The tap-in birdie which gave him a round of 70 for two-under-par 142.

Clarke, who spent a week's holidays on the Abacos Islands in the Bahamas with his wife, Heather, and children, Tyrone and Conor, rather than obsessively working on his game, is convinced the unconventional build-up to the Masters has reaped its rewards.

"I think I've forgotten what I should be doing and am just going out and hitting it. I'm very relaxed. This week I'm being a bit more patient than I have been for quite some time. If I can keep doing that over the weekend, hopefully I can get myself up there.

"Sometimes when you get completely away from the game and hardly touch the clubs, it brings back what is really important and brings back what is not important. I'm not bothered about anything. If I make a mistake, I make a mistake," said Clarke.

Mistakes were rare, but when they did come there was no over-heated reaction. On the 13th, with a six-iron in his hands for his second shot approach to the green on the par five, the ball bounced just right of the hazard line and into the creek.

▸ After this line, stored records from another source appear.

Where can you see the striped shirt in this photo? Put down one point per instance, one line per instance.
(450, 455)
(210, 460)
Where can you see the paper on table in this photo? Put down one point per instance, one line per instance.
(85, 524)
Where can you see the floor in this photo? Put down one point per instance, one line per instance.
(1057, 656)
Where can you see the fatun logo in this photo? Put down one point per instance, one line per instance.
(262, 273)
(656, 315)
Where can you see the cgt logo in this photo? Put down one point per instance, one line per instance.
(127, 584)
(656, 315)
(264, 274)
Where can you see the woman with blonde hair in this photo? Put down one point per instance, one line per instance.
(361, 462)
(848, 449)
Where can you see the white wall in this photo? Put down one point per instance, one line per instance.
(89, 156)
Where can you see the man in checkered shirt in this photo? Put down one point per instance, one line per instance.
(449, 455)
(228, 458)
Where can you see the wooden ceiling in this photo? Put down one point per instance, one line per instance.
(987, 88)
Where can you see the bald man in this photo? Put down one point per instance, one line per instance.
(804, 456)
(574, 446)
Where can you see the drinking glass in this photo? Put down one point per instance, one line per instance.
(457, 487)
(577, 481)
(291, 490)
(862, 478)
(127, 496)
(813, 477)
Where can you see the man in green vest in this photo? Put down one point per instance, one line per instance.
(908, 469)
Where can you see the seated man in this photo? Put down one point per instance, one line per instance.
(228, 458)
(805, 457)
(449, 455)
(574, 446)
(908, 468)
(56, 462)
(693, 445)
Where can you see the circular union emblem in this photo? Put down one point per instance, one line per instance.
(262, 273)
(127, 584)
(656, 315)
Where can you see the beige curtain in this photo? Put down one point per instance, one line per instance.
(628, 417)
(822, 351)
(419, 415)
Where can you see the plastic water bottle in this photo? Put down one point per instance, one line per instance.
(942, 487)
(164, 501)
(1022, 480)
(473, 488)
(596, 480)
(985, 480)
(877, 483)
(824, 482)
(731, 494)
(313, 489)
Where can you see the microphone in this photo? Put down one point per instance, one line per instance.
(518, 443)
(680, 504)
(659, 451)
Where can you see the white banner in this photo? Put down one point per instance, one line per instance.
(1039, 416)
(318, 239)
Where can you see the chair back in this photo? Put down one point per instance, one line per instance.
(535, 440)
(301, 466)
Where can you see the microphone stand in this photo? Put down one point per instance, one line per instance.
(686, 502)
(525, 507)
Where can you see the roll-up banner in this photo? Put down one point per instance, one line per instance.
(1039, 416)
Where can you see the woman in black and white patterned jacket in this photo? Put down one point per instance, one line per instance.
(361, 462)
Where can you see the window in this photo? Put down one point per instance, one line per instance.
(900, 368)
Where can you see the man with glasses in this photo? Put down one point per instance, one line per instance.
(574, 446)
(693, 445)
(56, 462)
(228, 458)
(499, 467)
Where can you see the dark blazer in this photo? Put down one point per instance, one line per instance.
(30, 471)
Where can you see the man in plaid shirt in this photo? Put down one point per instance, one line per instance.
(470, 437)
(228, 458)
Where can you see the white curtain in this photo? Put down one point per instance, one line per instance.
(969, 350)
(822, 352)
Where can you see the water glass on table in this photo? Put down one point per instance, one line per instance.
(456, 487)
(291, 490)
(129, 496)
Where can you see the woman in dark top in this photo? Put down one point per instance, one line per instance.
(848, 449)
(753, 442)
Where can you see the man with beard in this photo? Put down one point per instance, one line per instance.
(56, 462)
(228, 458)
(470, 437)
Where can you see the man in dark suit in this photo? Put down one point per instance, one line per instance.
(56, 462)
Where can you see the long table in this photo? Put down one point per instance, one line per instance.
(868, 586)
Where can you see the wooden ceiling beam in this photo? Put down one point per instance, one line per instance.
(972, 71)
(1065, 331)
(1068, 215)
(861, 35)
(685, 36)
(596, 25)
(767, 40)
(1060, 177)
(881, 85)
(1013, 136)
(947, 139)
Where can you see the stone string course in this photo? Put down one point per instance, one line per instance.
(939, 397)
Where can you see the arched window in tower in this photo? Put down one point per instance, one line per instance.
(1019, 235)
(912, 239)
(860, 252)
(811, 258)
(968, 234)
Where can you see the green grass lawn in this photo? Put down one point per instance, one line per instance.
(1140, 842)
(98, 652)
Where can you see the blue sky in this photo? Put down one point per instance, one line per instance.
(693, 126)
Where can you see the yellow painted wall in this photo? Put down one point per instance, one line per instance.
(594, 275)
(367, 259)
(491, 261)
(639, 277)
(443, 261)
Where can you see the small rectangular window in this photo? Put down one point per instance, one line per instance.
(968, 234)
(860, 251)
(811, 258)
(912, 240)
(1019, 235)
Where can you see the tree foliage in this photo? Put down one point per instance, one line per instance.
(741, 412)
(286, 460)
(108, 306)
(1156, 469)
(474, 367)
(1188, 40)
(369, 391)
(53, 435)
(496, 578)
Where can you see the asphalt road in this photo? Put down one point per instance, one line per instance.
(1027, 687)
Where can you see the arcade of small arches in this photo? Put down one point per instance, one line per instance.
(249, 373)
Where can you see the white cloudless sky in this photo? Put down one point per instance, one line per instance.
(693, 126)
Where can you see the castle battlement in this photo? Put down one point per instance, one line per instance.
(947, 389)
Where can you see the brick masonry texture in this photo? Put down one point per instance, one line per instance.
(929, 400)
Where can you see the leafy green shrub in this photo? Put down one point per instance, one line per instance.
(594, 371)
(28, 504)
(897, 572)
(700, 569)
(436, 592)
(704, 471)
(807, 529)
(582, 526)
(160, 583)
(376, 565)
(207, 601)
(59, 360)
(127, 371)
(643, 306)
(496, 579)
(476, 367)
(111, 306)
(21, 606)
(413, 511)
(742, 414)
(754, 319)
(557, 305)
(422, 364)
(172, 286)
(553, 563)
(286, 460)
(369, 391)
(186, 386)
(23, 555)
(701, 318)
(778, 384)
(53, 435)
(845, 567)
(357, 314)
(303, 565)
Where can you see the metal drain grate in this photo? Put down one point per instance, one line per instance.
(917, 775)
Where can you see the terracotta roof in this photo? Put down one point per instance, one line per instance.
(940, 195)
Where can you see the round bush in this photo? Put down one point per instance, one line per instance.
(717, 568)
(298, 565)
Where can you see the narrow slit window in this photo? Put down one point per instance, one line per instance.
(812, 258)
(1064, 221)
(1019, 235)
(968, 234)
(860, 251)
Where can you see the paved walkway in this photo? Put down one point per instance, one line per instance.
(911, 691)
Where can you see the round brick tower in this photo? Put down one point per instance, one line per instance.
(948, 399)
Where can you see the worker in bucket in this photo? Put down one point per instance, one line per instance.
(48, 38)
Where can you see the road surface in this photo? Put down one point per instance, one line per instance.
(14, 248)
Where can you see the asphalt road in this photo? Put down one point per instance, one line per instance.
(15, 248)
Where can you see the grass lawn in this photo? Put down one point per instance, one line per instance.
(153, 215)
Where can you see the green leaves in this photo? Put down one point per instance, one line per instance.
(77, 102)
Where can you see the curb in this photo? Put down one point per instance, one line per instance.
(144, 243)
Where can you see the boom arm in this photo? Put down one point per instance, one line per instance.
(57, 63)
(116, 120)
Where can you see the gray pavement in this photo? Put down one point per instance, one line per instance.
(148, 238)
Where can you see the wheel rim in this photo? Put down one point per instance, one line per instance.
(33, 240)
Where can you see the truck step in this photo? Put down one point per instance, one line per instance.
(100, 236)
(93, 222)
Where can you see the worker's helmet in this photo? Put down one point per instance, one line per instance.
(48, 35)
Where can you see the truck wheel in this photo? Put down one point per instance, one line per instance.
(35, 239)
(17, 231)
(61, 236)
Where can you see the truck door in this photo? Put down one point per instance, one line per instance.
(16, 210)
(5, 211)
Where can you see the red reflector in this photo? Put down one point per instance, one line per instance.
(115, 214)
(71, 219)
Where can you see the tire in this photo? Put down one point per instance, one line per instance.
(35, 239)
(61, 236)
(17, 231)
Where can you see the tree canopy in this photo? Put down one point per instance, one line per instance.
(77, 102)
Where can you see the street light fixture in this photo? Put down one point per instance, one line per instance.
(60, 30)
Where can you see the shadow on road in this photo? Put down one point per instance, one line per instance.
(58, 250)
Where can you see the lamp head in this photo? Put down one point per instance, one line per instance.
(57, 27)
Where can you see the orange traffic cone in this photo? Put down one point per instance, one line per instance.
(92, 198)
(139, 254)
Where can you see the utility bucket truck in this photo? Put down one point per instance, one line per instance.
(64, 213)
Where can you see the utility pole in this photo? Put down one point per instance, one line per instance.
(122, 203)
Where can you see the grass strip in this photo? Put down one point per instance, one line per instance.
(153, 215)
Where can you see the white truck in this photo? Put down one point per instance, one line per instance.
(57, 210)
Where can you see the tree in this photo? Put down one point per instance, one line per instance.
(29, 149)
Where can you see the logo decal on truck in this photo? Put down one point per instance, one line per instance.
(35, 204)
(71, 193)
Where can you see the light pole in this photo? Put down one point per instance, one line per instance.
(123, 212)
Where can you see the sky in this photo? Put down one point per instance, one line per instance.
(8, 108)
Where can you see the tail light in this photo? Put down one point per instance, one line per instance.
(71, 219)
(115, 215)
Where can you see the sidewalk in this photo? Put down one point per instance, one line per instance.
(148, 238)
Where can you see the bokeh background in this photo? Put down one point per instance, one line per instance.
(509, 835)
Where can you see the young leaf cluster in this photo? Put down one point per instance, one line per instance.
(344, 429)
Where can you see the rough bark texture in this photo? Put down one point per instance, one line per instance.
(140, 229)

"If that had happened in the past, I'd have been a bit perturbed to say the least. But today I just walked up, chipped it to three feet and holed the putt (for par)," recalled Clarke.

Whether by accident or design, Clarke's approach - "I hope to keep doing what I'm doing and hopefully I will have a chance," he said - has put him in contention going into the weekend.

It is not unfamiliar territory in the majors, but he has never been so relaxed when put in to similar positions in the past.

Clarke's best Masters came on his debut in 1998, when he finished tied-eighth; and he was the first-round leader in the weather-hit Masters of 2002 when his lack of fitness hindered his progress and he eventually finished in tied-28th.

Family matters have contrived to make golf not as important as it had always seemed, and his perspective has changed. "I'm playing alright, hitting it nicely and I'll just try to keep on doing the same thing. At the end of the day, there's a lot more people want to win this a lot more than I do. I'd love to do it as well, (but) it is not that important."

If Clarke can retain that attitude in the last two rounds, it could prove to be a very interesting weekend indeed.